Además, ocupó distintos cargos públicos a nivel provincial y durante más de 20 años fue el titular de la Liga Regional Obereña de Fútbol, otra pasión de toda la vida.
“Yo vine a Oberá por dos años. Pero la segunda noche, en una reunión, pensé: yo quiero ser un símbolo de esta ciudad”, dijo como pidiendo permiso y como si no le sobraran méritos para serlo.
Así como es reconocido por su trabajo profesional y su activa participación en ámbitos de la vida social, cultural y deportiva, todos saben que Don Enrique Gualdoni Vigo es un fumador empedernido.
“Fumo desde los 20 años, cinco paquetes por día. Pero no trago el humo”, fue su escueto comentario sobre el tema.

 

La gran obra
Enrique Gualdoni Vigo publicó 17 libros de diversos temas. Pero destaca dos: Historia de Oberá y Viento, Guadal y Polvo.

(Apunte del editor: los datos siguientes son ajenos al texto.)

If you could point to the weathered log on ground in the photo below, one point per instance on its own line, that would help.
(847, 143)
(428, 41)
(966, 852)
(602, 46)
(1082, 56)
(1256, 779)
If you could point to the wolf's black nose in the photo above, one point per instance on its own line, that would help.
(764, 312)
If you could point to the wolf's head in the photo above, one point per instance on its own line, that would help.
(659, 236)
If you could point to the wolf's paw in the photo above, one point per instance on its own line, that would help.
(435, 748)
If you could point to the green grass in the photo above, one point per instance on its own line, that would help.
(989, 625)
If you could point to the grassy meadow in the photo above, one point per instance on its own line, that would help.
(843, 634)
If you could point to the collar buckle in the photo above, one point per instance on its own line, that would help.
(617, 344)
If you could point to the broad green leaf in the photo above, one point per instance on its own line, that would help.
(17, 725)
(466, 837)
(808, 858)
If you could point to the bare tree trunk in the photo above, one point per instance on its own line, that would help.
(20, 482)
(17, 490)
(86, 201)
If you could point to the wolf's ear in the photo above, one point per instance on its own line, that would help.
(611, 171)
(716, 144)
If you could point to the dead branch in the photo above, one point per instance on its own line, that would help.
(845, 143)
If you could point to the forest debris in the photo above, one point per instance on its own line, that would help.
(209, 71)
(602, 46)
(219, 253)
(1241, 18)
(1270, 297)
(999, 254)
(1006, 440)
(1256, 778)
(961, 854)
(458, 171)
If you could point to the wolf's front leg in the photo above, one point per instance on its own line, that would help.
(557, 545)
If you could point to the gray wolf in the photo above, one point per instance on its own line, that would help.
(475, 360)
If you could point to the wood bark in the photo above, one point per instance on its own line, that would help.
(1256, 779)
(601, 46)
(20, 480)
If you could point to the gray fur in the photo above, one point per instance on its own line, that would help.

El primero, es un libro de texto oficial en las escuelas locales y un punto de referencia para conocer el pasado de esta ciudad.
El segundo es más personal. A manera de cuentos el autor recorre los hechos más destacados desde su Bulnes natal, en Río Cuarto, Córdoba.
“Con Viento, Guadal y Polvo tuve muchas satisfacciones. Obtuve tres primeros premios nacionales, se publicó en fascículos y en casette, y fue emitido por 204 radios en todo el país. Eso sí, me estafaron con los derechos y casi no gané plata”, dijo resignado.